Kasus semacam ini harus ditafshil (dirinci) agar nampak yang sebenarnya mana
yang dzalim kepada diri sendiri dan mana yang dzalim kepada orang lain. Rinciannya
yaitu; Apabila yang memulai adalah pihak sasaran (wanita), maka itu termasuk
dzalim kepada dirinya sendiri, sedangkan apabila pihak pelaku (laki-laki) yang
merayu dan memaksanya, maka itu termasuk kedzaliman terhadap sesama hamba yang
sangat rumit, sebab dalam kasus semacam ini ia memaksanya dan menyeretnya kepada
perbuatan ma’siyat, “Barangsiapa memberi contoh dengan contoh yangburuk, maka
ia menanggung dosanya dan dosa orang yang melakukannya sampai hari kiamat”.
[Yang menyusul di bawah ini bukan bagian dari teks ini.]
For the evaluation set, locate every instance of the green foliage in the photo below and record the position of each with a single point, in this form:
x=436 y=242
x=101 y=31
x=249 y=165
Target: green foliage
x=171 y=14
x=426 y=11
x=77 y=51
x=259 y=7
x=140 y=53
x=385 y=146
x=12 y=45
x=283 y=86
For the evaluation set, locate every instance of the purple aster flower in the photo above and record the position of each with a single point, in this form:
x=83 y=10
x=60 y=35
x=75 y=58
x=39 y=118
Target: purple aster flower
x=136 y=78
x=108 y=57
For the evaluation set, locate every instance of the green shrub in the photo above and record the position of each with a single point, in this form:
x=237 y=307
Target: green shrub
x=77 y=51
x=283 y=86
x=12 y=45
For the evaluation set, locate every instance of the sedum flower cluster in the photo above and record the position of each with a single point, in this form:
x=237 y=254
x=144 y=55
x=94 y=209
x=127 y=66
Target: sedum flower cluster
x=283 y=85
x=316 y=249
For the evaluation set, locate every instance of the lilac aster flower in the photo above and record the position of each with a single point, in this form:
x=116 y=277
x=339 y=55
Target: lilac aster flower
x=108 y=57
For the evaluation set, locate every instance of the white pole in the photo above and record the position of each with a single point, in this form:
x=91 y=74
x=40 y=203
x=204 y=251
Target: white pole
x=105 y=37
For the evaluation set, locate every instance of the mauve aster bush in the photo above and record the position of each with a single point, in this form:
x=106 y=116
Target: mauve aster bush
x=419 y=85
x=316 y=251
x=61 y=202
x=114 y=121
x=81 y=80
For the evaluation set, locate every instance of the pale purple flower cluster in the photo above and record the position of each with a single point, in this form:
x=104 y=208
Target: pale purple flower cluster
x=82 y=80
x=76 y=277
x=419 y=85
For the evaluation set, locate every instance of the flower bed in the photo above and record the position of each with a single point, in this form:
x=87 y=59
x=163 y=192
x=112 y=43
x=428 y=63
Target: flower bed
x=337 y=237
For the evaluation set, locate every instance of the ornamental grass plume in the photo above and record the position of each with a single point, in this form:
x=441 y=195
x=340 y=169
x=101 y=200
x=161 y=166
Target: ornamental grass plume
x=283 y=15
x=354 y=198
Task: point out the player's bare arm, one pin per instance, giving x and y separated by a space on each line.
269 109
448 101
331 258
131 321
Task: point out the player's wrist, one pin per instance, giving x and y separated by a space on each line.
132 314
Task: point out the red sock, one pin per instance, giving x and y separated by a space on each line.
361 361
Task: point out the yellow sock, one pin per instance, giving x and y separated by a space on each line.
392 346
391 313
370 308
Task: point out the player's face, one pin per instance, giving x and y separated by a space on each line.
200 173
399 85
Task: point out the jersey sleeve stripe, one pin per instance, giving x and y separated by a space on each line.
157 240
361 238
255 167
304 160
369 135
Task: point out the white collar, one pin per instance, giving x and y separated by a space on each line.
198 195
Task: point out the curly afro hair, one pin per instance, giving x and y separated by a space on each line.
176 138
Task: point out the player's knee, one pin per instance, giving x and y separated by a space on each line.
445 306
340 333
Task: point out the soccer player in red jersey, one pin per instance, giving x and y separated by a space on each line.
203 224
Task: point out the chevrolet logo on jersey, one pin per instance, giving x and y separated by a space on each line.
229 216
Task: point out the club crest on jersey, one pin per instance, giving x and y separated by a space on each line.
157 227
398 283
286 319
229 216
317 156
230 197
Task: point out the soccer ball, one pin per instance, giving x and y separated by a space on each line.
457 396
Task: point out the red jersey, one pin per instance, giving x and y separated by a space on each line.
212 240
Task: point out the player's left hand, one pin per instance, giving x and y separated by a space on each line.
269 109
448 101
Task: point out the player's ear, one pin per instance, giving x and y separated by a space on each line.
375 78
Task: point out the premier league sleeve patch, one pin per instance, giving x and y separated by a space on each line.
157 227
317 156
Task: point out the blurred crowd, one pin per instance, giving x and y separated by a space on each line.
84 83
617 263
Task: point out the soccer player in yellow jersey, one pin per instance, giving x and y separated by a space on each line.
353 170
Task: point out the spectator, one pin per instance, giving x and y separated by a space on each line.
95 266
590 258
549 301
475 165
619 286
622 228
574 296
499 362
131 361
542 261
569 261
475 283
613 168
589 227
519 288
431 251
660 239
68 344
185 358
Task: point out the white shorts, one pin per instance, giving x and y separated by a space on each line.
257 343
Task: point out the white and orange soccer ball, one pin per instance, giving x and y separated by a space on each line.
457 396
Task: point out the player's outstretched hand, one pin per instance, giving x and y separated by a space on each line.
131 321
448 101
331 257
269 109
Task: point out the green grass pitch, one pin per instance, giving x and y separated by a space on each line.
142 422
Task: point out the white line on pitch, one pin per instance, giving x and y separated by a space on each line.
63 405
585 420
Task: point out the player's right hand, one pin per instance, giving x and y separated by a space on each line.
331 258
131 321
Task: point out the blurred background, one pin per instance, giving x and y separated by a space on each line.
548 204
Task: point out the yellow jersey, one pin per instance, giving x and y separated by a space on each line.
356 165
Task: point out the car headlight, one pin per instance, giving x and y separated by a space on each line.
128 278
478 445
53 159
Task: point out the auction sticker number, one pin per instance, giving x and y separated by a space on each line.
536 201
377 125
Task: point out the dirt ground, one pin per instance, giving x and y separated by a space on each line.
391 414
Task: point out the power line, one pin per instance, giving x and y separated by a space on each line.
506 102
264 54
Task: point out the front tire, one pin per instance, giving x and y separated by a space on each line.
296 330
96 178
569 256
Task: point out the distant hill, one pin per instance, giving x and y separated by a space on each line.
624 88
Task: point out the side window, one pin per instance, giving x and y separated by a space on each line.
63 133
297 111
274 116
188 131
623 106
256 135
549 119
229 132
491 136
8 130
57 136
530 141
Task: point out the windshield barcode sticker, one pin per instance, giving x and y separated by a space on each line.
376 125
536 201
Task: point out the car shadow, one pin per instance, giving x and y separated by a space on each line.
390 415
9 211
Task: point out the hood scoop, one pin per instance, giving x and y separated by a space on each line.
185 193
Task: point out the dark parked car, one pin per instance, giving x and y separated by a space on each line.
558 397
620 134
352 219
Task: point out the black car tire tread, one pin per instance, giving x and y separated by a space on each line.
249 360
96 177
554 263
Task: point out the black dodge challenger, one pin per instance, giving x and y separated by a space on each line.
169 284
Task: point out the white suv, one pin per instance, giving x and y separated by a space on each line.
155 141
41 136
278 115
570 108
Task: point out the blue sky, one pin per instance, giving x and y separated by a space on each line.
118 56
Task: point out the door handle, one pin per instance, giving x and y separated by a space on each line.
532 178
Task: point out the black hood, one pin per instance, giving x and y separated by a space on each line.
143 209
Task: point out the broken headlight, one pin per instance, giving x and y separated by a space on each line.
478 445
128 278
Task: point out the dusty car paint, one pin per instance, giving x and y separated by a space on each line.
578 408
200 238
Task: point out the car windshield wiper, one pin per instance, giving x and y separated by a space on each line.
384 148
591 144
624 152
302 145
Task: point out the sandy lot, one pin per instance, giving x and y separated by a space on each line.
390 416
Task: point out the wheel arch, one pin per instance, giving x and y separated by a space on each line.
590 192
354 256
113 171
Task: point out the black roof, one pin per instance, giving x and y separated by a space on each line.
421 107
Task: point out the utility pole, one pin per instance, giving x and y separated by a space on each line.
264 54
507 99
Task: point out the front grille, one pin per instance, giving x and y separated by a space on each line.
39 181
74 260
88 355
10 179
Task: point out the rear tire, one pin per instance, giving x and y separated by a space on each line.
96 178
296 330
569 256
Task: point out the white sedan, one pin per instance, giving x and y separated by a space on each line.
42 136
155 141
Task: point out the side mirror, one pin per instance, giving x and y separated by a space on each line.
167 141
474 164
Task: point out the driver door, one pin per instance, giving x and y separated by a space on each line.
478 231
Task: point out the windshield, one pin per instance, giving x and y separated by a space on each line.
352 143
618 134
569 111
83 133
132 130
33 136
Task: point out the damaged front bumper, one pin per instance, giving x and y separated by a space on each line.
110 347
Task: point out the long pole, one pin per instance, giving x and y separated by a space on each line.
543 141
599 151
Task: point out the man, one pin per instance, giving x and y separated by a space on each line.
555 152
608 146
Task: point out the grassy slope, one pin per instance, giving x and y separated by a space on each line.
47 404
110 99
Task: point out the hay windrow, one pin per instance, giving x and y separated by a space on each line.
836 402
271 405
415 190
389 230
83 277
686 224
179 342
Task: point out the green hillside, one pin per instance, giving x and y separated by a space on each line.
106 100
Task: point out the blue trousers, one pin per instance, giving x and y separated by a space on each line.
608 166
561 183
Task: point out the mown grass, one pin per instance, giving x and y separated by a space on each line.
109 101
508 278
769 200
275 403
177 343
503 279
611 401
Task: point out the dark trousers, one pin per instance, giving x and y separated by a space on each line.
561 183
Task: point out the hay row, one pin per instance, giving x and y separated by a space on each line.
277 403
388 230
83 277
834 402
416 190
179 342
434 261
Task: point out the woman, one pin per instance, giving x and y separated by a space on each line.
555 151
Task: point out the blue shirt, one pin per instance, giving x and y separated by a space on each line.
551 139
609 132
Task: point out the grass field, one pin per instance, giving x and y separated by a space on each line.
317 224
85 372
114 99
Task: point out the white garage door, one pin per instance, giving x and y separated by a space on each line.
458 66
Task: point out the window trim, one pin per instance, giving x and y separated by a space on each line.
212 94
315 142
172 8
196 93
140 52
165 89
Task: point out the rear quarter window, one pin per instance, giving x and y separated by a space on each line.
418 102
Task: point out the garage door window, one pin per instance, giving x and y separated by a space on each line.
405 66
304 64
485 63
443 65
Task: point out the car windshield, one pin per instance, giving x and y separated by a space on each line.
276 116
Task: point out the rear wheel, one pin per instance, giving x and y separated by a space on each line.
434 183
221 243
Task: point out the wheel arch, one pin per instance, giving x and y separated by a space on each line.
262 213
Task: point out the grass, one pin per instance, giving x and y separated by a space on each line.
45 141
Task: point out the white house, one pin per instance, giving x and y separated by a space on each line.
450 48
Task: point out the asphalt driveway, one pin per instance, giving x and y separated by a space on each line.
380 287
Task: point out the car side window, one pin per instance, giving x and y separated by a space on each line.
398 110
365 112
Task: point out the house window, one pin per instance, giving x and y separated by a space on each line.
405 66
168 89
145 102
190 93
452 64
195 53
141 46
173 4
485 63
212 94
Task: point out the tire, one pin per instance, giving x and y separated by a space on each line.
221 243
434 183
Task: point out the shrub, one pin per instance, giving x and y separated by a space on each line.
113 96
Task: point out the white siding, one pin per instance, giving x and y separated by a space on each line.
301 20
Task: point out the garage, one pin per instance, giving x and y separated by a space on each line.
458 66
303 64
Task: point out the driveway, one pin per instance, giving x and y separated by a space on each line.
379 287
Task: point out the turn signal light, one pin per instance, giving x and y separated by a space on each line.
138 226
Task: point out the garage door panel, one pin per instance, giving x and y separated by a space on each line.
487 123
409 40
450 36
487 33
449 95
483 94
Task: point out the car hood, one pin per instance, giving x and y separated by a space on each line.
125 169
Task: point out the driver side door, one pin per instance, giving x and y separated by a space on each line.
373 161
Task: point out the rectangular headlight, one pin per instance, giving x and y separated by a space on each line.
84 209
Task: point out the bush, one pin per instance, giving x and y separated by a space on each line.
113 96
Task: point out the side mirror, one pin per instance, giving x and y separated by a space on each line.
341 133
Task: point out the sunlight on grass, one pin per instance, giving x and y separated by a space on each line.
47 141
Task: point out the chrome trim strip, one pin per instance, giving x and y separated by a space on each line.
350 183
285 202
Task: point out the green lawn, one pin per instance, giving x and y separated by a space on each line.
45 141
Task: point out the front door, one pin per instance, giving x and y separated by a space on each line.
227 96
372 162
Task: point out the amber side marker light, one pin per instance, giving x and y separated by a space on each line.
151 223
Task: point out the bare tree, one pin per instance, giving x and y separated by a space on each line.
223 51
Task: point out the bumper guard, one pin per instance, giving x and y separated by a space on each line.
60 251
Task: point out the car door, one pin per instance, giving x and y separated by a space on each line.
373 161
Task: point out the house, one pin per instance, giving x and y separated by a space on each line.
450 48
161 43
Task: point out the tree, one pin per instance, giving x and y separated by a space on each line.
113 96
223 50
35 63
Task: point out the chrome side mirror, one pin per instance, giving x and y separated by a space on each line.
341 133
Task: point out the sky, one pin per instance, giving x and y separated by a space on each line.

Dan sesungguhnya ia juga merusak kehomatannya, menyakiti, dan mempermalukan
keluarganya dan lain sebagainya.
(تنبيه)
الأعراض أشد من الأموال . قال العلماء : لو
أن شخصا أخذ مال شخص ثم تورع فجاء به بعد موته إلى ورثته وإلى جميع أهل الأرض
فجعلوه فى حل ما كان فى حل فعرض المؤمن أشد من ماله،
(Peringatan);
Kehormatan
seseorang adalah lebih berharga daripada hartanya. Para ‘ulama’ berkata;
Seandainya seseorang mengambil harta orang lain, kemudian ia berlaku wira’i, lalu
setelah orang itu meninggal dunia ia datang dengan membawa harta tersebut
kepada ahli waritsnya dan kepada seluruh penduduk bumi, maka mereka dapat menghalalkannya
selama harta tersebut berupa harta halal. Adapun berurusan dengan kehormatan
seseorang adalah lebih berat tanggung jawabnya daripada berurusan dengan
hartanya.
ومن كلام الشيخ أبى المواهب الشاذلى رحمه
الله تعالى : "مما يوقف المريد عن الترقى وقوعه فى غيبة أحد من
المسلمين"، ومن ابتلي بوقوعه فى ذلك فليقرأ الفاتحة وسورة الإخلاص والمعوذتين
ويجعل ثوابهن فى صحائف ذلك الشخص، فإنى رأيت رسول الله صلى الله عليه وسلم فى
المنام وأخبرنى بذلك وقال : "إن الغيبة والثواب يقفان بين يدي الله تعالى
وأرجو أن يتوازنا" فاعلم ذلك يا أخي .
Syaikh
Abu Al-Mawahib As-Syadziliy rahimahullahu Ta’ala berkata; “Sebagian dari
perkara yang dapat menghambat seorang murid untuk naik derajat adalah
menggunjing salah seorang dari orang-orang muslim”. Barangsiapa yang di uji
berupa terjerumus kedalam masalah tersebut hendaklah ia membaca surat
Al-Fatihah, Al-Ikhlash, dan Al-Mu’awwidzatain, dan menghadiahkan pahalanya
kepada orang yang digunjing, karena aku pernah melihat Rasulullah shallallahu
‘alaihi wasallam dalam tidurku memberi kabar kepadaku tentang hal itu, Beliau
bersabda; “Sesungguhnya (dosa) ghibah dan pahala (bacaan itu) keduanya
berhenti dihadapan Allah Ta’ala, aku berharap keduanya menjadi seimbang”.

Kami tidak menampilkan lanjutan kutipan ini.